Rob Zombie established himself as a compelling filmmaker in the horror genre with his original stories like House of 1000 Corpses, The Devil's Rejects, and The Lords of Salem. The filmmaker also took a crack at giving his take on the Halloween franchise, though he almost brought a new iteration of The Blob to life, before the project was ultimately abandoned. Alex Horley, who worked with Zombie on the concept art for the project, shared some of the art he created, hinting at what fans could have expected.
The original film debuted in 1958 and earned itself a remake in 1988. The narrative focused on an extraterrestrial threat crash-landing on earth, as a gelatinous creation began to move through town to consume and destroy everything in its path. The project Zombie was working on would have starred his wife Sheri Moon Zombie, likely depicted above, and would have featured monstrous mutations.
You can check out even more pieces of concept art at AlexHorleyArt.com.
"It was different 'cause I thought just a giant blobby thing might just seem funny so there was some twist on that," Zombie shared with The Playlist in 2013 about the canceled project. "It was dead serious. I was almost like a dark science fiction film, but it was serious."
He added, "I was dealing with people on the movie, even though I was on the fence about doing anything that was considered a remake again. I really didn't like the idea of that, but just as I went down the road further with the producers and the guys that owned the property, I didn't feel good about the situation and I just walked away from it. My gut told me this was not a good place to be."
The timing of the project came right after his two Halloween films, which earned mixed reviews from fans. Earlier this year, the filmmaker opened up about his take on that franchise.

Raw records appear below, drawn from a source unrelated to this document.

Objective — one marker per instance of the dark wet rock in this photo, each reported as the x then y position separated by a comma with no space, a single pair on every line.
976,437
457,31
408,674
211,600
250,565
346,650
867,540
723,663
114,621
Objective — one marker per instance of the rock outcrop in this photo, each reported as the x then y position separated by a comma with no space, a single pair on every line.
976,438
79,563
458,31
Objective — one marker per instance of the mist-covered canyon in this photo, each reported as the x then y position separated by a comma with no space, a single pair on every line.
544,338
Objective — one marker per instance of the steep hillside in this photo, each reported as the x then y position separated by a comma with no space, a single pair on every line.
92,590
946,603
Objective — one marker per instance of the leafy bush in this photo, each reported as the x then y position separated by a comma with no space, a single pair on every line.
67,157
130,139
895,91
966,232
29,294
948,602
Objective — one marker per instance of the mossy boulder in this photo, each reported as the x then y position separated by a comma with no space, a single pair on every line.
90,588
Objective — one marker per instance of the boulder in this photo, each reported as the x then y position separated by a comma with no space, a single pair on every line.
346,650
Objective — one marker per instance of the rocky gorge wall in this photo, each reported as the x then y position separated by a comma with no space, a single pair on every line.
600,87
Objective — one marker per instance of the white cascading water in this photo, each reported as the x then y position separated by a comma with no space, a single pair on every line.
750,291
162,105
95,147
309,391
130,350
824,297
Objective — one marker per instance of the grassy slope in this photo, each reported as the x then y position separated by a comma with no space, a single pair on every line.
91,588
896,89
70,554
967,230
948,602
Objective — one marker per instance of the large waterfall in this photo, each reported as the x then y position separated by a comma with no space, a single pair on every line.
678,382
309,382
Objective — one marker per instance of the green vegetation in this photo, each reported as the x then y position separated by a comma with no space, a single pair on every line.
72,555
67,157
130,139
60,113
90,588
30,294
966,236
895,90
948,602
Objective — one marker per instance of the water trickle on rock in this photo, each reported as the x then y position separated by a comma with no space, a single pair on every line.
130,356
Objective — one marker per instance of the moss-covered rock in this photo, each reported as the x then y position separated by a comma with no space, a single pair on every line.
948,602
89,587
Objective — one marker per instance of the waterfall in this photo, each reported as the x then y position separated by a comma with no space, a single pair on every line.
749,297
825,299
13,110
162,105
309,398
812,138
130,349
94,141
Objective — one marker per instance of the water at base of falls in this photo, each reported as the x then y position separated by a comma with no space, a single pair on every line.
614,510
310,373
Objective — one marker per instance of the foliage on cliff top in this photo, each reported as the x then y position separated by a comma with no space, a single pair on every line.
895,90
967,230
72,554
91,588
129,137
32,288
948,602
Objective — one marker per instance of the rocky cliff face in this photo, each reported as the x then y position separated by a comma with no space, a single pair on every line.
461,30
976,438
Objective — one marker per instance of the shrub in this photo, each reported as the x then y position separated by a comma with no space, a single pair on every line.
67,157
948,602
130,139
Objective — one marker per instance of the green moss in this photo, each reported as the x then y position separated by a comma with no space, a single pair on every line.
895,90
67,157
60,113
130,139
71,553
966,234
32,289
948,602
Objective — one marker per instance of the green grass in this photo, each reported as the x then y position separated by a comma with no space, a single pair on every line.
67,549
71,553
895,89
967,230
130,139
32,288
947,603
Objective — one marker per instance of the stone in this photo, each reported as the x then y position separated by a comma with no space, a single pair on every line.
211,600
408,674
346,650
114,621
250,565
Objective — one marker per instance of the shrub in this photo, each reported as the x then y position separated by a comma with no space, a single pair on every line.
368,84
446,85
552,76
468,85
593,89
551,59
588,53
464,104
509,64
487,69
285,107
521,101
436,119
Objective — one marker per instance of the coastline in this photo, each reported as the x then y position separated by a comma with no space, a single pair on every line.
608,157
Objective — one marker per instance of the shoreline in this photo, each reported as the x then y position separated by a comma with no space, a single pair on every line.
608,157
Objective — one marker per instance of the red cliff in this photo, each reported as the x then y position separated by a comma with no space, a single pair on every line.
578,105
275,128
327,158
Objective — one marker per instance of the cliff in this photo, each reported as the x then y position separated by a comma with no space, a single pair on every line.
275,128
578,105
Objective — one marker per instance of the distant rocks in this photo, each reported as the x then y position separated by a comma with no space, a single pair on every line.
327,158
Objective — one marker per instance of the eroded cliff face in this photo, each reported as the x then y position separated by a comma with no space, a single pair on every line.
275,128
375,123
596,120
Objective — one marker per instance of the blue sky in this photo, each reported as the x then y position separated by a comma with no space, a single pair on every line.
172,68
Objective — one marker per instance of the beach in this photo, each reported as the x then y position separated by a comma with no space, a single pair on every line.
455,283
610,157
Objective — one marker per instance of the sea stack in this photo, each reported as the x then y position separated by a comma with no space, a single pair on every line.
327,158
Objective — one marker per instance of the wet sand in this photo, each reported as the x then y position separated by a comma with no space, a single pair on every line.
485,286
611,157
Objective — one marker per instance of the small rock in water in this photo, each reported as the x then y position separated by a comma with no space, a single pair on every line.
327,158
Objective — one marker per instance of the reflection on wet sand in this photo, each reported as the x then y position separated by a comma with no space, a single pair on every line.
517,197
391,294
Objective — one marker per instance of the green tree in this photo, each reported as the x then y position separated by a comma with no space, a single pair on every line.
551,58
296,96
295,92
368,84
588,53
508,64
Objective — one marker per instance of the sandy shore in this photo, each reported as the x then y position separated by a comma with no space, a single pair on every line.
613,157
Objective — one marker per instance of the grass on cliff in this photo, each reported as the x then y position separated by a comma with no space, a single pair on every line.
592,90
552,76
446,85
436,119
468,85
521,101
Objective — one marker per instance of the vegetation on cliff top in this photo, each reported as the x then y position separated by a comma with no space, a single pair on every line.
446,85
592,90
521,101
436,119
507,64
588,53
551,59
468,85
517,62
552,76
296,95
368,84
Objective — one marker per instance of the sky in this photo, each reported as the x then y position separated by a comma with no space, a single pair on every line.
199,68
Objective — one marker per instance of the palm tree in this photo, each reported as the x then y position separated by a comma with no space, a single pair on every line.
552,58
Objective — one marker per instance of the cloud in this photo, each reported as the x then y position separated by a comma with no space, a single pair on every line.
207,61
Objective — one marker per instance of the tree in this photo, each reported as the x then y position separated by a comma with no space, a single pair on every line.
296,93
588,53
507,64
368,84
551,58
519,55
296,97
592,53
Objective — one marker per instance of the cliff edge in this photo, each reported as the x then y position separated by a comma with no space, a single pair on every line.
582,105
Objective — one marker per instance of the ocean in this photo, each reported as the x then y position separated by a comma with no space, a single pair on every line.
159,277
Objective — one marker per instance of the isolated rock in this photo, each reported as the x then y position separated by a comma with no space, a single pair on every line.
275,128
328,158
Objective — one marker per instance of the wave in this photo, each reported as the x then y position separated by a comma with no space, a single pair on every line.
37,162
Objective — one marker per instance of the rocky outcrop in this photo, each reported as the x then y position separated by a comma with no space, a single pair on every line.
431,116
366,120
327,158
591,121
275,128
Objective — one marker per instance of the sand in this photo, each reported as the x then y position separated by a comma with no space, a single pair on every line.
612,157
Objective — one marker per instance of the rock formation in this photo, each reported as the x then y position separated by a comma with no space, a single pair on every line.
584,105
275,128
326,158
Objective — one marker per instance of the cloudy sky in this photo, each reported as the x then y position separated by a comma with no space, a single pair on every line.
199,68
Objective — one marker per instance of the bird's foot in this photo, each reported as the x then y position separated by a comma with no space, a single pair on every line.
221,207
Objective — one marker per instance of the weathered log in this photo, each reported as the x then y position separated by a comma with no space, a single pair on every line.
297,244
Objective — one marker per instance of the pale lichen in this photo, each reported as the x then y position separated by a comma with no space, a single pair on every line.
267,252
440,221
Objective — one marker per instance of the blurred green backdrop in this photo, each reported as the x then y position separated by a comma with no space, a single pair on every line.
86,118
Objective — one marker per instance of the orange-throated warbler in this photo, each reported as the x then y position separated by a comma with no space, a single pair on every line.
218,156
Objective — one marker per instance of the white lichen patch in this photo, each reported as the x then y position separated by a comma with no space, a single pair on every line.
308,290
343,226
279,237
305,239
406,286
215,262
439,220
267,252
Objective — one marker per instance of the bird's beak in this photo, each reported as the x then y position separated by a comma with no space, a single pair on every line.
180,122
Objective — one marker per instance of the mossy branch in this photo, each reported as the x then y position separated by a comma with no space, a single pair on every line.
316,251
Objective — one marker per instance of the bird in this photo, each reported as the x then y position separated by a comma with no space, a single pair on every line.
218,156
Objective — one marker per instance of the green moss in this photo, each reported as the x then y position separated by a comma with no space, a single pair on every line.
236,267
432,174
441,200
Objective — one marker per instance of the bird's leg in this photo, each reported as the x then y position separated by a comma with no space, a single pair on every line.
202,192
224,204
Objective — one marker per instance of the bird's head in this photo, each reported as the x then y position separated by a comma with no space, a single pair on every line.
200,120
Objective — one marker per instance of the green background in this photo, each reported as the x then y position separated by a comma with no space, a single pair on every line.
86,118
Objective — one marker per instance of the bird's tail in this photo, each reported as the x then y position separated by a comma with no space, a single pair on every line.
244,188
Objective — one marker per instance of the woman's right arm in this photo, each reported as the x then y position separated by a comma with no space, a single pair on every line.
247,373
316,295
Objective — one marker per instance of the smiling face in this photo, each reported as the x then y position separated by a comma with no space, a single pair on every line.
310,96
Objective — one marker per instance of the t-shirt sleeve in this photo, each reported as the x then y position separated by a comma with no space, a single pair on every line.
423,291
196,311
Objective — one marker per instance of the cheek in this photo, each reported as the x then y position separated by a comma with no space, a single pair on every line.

"To be honest, I would rather be doing my own thing. But I am still proud of both Halloween movies. I prefer the second one, which might surprise people," Zombie shared with GamesRadar. "But the problem is that when you do a remake you can never get a true judgment on what it is you have done. I think it's the same deal when someone remakes A Nightmare on Elm Street or anything else – it's just too hard to completely break the formula."